A portrait by William Beechey still in the possession of the Duke of Buccleuch at Bowhill confirms the identity of the sitter, showing the same large, expressive eyes and paying the same attention to the extremely slender waist of which Lady Mary was evidently very proud, since in Romney’s portrait it is emphasised to a degree that stretches credulity. The painter’s approach to his sitter in this portrait approaches is almost expressionistic in this portrait, and the composition is manipulated to emphasise her slender height. Unusually she so dominates the painting that her head reaches to the very top of the canvas, and the landscape is not glimpsed beside and above her but through the hollow of her willowy body. This landscape is treated more fully than is usual in many of Romney’s on this scale, and where this element is often almost abstract, here we see trees and have a sense of bright sunlight breaking through a distant prospect. Recognising that his disposition of the figure occupies a greater portion of the composition than is usual on this scale, and shuts off that part which would normally reveal the sky, Romney creates a greater sense of depth and recession to the side. The treatment is daring, but the painter’s ingenuity ensures its success, and a comparison with the Beechey portrait demonstrates Romney’s skill in conjuring his sitters as beauties without distorting likeness.
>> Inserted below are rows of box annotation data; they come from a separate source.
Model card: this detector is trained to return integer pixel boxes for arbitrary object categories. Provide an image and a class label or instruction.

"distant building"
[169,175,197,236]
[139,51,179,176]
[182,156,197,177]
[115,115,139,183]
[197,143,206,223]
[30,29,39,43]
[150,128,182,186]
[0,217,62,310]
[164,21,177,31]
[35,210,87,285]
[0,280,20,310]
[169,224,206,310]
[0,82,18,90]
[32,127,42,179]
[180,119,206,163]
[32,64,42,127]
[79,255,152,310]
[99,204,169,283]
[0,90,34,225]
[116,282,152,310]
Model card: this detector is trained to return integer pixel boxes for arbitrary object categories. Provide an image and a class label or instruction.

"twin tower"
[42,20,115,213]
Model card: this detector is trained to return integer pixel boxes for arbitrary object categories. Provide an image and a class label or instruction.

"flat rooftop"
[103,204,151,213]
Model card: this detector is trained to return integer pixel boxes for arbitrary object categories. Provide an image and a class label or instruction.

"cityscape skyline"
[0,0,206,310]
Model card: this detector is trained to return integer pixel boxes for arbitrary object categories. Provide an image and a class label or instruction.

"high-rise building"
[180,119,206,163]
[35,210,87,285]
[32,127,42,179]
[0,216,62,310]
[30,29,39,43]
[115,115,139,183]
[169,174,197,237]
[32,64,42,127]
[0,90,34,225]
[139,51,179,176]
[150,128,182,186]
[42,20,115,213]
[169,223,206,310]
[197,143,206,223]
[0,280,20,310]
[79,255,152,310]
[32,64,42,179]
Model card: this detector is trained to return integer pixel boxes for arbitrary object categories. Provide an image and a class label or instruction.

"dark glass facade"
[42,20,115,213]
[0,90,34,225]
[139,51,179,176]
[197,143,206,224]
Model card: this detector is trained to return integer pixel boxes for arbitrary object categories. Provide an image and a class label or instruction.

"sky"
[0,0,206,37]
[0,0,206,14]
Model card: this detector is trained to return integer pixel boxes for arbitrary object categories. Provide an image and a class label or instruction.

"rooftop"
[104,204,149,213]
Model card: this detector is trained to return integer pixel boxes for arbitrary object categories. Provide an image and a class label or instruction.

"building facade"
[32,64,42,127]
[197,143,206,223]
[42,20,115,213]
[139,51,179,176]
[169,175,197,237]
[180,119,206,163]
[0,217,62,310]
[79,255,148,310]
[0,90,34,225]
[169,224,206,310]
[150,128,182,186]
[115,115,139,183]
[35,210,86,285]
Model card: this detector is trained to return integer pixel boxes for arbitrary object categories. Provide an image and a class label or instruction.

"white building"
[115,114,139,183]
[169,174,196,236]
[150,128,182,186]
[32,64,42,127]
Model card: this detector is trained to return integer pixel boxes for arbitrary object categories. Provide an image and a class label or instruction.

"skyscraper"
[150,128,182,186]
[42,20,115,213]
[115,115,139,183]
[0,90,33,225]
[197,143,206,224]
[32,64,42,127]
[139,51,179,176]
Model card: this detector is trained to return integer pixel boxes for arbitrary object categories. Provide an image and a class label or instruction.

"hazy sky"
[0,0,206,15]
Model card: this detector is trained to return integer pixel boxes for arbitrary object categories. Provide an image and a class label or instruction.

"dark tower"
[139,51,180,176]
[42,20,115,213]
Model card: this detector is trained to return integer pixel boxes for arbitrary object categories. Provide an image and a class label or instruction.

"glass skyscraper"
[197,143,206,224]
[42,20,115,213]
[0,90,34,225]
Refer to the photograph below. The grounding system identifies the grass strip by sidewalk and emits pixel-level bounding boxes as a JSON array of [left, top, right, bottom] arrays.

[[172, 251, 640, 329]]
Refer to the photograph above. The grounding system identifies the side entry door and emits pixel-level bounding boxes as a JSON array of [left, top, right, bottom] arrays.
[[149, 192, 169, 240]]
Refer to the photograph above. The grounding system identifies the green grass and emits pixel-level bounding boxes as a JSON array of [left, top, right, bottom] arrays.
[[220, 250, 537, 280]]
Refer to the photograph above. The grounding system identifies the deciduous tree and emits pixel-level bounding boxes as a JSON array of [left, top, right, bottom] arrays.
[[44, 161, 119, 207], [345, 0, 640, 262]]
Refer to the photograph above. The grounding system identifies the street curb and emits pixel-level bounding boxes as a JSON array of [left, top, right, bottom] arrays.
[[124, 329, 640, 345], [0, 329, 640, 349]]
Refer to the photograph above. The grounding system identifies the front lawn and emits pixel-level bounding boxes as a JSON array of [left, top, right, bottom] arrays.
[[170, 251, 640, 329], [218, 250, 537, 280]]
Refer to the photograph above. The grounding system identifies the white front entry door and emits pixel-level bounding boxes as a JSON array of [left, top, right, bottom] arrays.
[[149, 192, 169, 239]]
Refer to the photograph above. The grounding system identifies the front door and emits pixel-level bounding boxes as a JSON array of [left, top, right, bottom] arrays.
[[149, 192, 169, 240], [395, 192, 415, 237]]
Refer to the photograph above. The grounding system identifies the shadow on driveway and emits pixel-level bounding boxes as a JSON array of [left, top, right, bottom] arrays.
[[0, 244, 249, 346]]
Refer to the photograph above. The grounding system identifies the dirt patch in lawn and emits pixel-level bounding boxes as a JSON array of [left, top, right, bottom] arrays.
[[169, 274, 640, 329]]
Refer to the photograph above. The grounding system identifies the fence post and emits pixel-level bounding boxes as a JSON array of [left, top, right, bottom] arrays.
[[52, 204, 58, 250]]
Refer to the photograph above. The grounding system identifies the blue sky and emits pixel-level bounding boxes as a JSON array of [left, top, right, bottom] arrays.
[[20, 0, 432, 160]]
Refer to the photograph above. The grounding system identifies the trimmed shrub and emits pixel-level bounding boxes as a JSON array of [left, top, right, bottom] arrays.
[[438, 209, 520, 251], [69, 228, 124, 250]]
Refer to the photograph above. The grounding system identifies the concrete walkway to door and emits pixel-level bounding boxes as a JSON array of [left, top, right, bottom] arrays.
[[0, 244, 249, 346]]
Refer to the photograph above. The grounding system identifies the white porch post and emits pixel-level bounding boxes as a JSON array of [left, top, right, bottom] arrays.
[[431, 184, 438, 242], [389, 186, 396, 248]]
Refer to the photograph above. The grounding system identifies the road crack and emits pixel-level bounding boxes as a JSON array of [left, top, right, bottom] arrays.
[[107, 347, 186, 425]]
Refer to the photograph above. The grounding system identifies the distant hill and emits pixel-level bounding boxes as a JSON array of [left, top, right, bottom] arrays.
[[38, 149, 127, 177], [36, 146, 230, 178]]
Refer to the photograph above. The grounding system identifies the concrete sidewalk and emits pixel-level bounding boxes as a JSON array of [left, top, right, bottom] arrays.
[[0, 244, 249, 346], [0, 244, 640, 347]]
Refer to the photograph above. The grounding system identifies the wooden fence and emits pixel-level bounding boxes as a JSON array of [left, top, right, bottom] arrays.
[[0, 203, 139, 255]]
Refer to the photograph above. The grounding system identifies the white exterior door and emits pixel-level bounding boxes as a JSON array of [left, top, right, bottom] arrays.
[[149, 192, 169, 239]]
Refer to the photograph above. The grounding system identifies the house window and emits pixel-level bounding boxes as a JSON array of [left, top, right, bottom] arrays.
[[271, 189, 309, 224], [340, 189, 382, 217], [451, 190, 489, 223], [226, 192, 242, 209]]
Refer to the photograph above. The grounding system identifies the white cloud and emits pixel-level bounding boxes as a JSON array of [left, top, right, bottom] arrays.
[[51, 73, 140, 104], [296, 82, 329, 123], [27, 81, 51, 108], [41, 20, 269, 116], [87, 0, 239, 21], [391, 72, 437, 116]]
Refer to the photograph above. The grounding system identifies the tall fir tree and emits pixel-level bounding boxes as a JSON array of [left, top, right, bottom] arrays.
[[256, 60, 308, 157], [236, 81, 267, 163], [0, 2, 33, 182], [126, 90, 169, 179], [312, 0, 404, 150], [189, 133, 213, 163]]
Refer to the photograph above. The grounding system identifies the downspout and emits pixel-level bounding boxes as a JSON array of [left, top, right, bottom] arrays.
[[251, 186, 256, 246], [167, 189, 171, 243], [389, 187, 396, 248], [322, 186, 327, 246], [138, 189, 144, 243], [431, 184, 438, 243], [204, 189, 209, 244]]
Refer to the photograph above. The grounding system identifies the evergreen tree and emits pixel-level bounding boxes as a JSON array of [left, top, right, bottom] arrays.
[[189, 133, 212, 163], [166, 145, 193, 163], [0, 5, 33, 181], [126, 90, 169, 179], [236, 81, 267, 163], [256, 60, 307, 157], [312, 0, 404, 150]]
Lady Mary was the eldest daughter of Henry Scott 3rd Duke of Buccleuch. She married her second cousin James Stopford Viscount Stopford (1769 – 1835) at St George’s Hanover Square January 29th 1791. Lord Stopford was appointed a Privy Councillor in 1793 and in the same year succeeded his father as Treasurer to the Royal Household in 1793, an office he held with only one brief hiatus until 1812, when he was appointed Captain of the Band of Gentleman Pensioners, a post he held until 1827. He was also created on of the knights of the newly formed Order of St Patrick in 1821, although for the want of vacancies he could not be installed until the very end of 1832. In his last year he was Captain of the Yeoman of the Guard. He died at the Cloisters, Windsor Castle in June 1835.